4 Consumer Stock Stories Needing Friday Attention
Amazon.com (NASDAQ:AMZN): Closing price $273.36
The government is proposing a new law that would disallow the online retailer Amazon from offering both discounts and free delivery for books in France, as it believes that such perks lets the online giants crush smaller firms who can not afford such enticements. Culture Minister Aurelie Filippetti said that the government is waiting for the right time to introduce a ban on the practice, which book sellers claim threatens their business model by permitting Amazon to undercut their prices. As do other European countries, France bans retailers from discounting books over 5 percent from the sale price set by the publisher.

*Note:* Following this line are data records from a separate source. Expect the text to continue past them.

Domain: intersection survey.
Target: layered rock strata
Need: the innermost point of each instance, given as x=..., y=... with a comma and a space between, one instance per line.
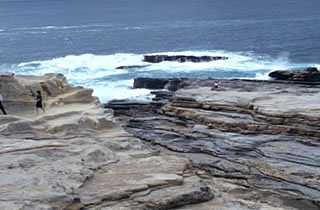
x=256, y=143
x=76, y=156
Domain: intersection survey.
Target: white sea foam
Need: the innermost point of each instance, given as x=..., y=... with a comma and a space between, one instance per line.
x=99, y=71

Toyota Motor Corp. (NYSE:TM): Closing price $119.55
The world’s number-one automaker by vehicle sales, reports that it will invest $200 million at three plants in the United States. The amount includes $150 million at a Huntsville, Alabama engine plant, said an emailed statement. Toyota is also investing at facilities in Troy, Mississippi, and Jackson, Tennessee, which supply the Alabama factory. Thus far in 2013, the automaker saw its U.S. vehicle sales increase by 5.2 percent, which is below the 7.3-percent industry-wide sales increase. During the last two years, Toyota has spent roughly $2 billion in North American manufacturing investments.

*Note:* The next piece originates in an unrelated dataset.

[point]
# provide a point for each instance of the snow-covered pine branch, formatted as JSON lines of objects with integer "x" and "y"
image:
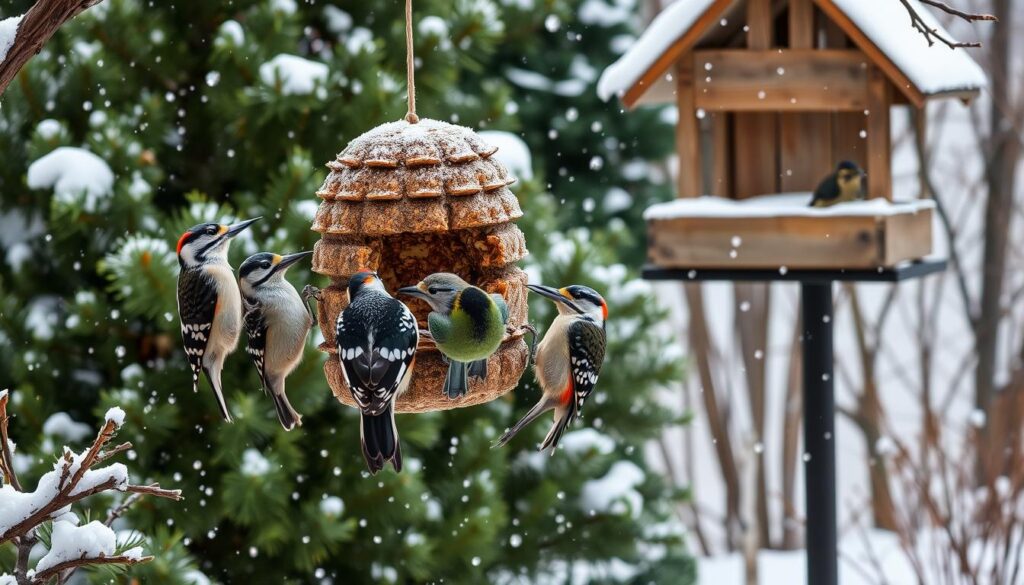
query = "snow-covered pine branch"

Jos. A. Bank Clothiers (NASDAQ:JOSB): Closing price $39.63
The clothier confirmed Friday that it is considering strategic opportunities through which to boost shareholder value, including searching out potential purchases to facilitate added growth. Since the current team assumed management of Jos. A. Bank in 1999, shareholder value has grown by more than 5,700 percent, from a market cap of around $19 million in November 1999 to over $1.1 billion in June of 2013. During that same period the firm has steadily opened in excess of 500 stores, resulting in the creation of more than 5,000 American jobs.
Tesla Motors (NASDAQ:TSLA): Current price $99.55
Tesla founder Elon Musk has shown off the firm’s new battery pack-swapping tech for the Model S electric sedan. Presenting at an event at Tesla’s design studio in Hawthorne, California, Musk explained that the entire process will take about 90 seconds while the driver remains in the car all the while. The swapping technique won over what Musk described as “the fastest gas pump in LA.” Drivers may either return the fresh battery pack as they pass the service station, or keep it. Then Musk said that Tesla will bill later for the difference in value, and that the service will cost similar to a tank of gas.